The Singapore government offers a great number of loans, grants and subsidies in addition to non-financial help. Loans can be used to buy fixed assets, finance overseas projects, expand your business or get working capital. Grants offer funding to embark on productivity/process improvement projects, train staff, develop new products, increase business capabilities, undertake R&D, protect your intellectual property, venture overseas and more. You can get tax incentives or exemptions to reduce operating costs, and apply for equity financing to raise funds by selling a portion of your business to investors through dollar-matching and co-investment schemes. Non-financial assistance includes getting help to secure a premise, improving your operations or training staff among other aspects of expanding your business.
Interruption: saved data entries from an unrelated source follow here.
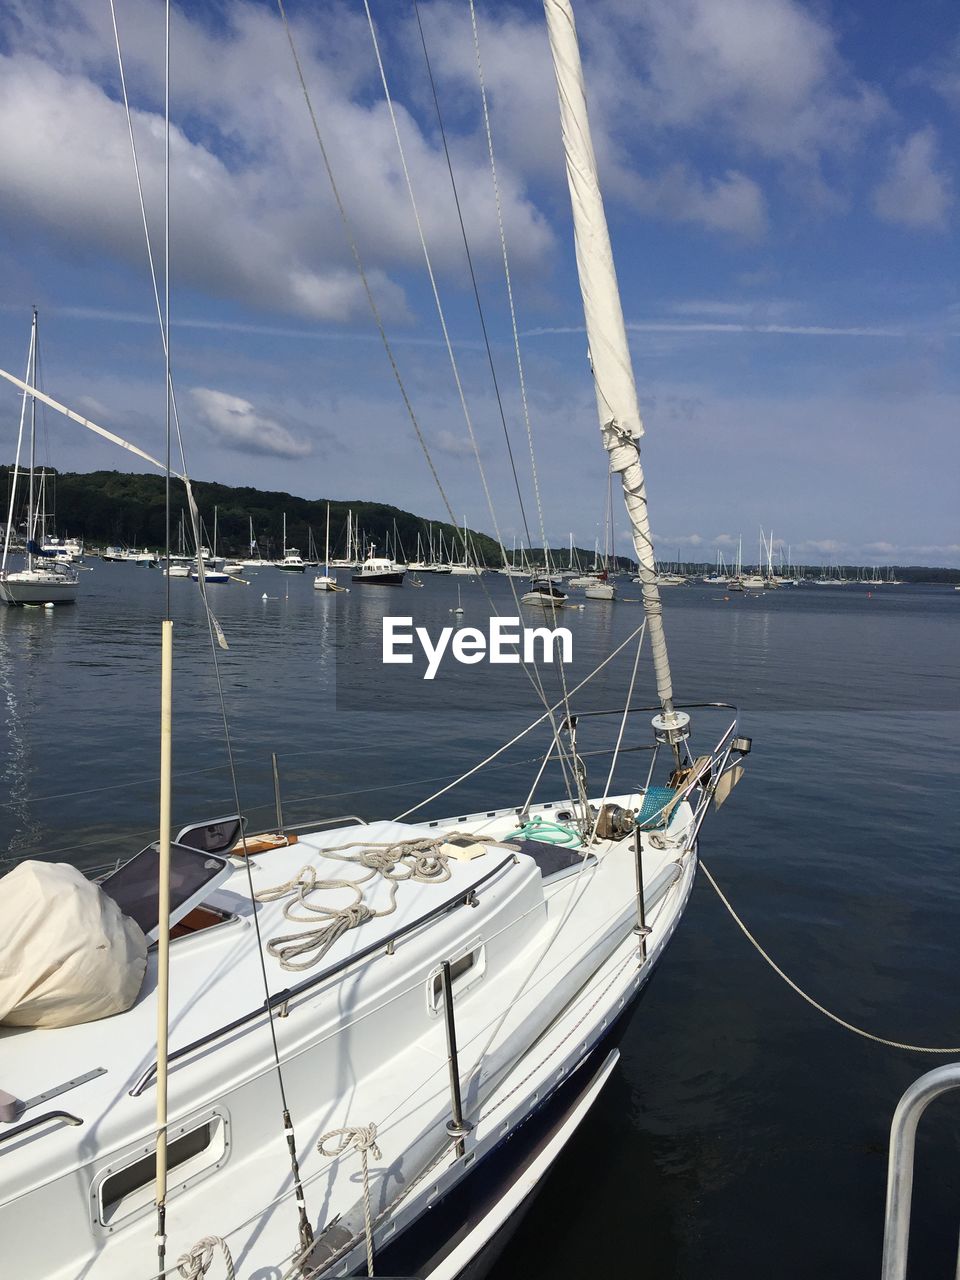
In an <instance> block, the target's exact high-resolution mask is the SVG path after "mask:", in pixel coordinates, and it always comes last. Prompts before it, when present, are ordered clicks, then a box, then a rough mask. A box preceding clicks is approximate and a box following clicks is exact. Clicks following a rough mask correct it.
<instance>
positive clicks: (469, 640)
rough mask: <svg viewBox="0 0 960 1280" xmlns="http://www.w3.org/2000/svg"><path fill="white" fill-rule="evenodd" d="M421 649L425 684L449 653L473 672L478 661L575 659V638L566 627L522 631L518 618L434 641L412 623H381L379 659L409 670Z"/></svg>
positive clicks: (386, 620)
mask: <svg viewBox="0 0 960 1280" xmlns="http://www.w3.org/2000/svg"><path fill="white" fill-rule="evenodd" d="M417 644H419V645H420V648H421V649H422V653H424V657H425V658H426V669H425V671H424V680H433V678H434V676H435V675H436V672H438V671H439V668H440V663H442V662H443V659H444V657H445V655H447V653H448V652H449V654H451V657H452V658H453V659H454V660H456V662H461V663H463V666H466V667H472V666H475V664H476V663H479V662H494V663H520V660H521V654H522V659H524V662H538V660H539V662H553V660H554V658H553V655H554V652H556V649H557V648H558V649H559V660H561V662H564V663H568V662H572V660H573V636H572V635H571V632H570V631H568V628H567V627H525V626H521V622H520V618H489V621H488V631H486V632H483V631H481V630H480V628H479V627H443V628H442V630H440V634H439V635H438V636H436V640H434V639H433V636H431V635H430V632H429V631H428V630H426V627H415V626H413V620H412V618H390V617H387V618H384V620H383V660H384V663H398V664H402V666H412V663H413V648H415V645H417Z"/></svg>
Websites such as Enterprise One have comprehensive lists and details of the availability and eligibility of such government aid.
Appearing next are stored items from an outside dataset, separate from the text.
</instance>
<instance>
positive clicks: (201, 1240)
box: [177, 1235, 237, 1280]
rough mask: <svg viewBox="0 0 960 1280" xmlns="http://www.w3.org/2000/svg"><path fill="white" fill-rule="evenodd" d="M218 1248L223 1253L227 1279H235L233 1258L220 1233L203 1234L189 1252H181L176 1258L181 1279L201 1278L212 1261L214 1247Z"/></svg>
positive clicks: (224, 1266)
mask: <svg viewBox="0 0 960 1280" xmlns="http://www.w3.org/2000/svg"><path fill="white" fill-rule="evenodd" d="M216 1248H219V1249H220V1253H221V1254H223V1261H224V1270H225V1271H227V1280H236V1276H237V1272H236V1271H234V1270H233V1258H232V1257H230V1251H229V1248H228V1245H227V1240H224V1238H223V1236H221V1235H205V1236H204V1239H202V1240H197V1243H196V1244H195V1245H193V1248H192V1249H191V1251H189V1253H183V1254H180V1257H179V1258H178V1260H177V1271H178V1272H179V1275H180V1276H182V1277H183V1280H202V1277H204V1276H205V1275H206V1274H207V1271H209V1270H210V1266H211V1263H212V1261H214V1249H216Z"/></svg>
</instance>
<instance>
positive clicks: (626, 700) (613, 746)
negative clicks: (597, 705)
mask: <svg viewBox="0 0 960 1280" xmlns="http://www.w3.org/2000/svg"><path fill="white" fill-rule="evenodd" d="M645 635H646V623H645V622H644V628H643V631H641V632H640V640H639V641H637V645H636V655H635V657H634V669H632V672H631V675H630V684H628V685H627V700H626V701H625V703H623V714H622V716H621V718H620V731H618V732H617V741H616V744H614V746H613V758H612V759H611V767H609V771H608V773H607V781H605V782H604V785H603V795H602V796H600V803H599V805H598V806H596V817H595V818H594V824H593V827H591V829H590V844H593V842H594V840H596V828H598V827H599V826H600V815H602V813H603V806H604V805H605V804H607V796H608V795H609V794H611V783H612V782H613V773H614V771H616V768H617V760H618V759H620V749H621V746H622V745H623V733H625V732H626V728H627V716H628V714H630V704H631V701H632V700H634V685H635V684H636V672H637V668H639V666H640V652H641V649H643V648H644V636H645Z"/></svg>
In addition to government loans, grants and subsidies, local and international banks offer institutional banking services that also offer various loans to suit your needs. These range from unsecured short term loans for day-to-day business operations and working capital requirements to fixed assets financing and more. These financial institutions also have the benefit of offering other services you will need, such as business accounts in local and foreign currency, time deposits, conveyancing accounts and Islamic banking accounts. Banks also offer business and cashflow services, which include helping you manage and monitor transactions, make payments, receive payments and business insurance. Some banks will also offer services for large corporations, and have specialised teams to provide effective industry-specific insights and financial solutions.
Another way to get loans is to approach licensed moneylenders. To cope with irresponsible borrowing and the rising complaints against a few licenced moneylenders, the Registry of Moneylenders (ROM), a division of the Insolvency & Public Trustee’s Office (IPTO), has implemented new measures to secure the safety of borrowers. These new measures came in effect on 1 November 2011, and will tighten regulation and supervision over licenced moneylenders. These encompass the regulation of advertising and marketing activities and the imposition of more stringent conditions, for the grant of a moneylender’s licence. Under the new conditions, all the moneylending outlets need to be managed by someone who has passed the Registry’s Moneylender’s Written Test. A person’s appointment as manager must also be approved by the Registrar. This is to weed out unscrupulous moneylenders and raise the professional standards of the moneylending industry, to ensure that borrowers can have peace of mind when approaching moneylenders.
A list of licenced moneylenders in Singapore can be found at www.ipto.gov.sg under the On Moneylenders FAQ.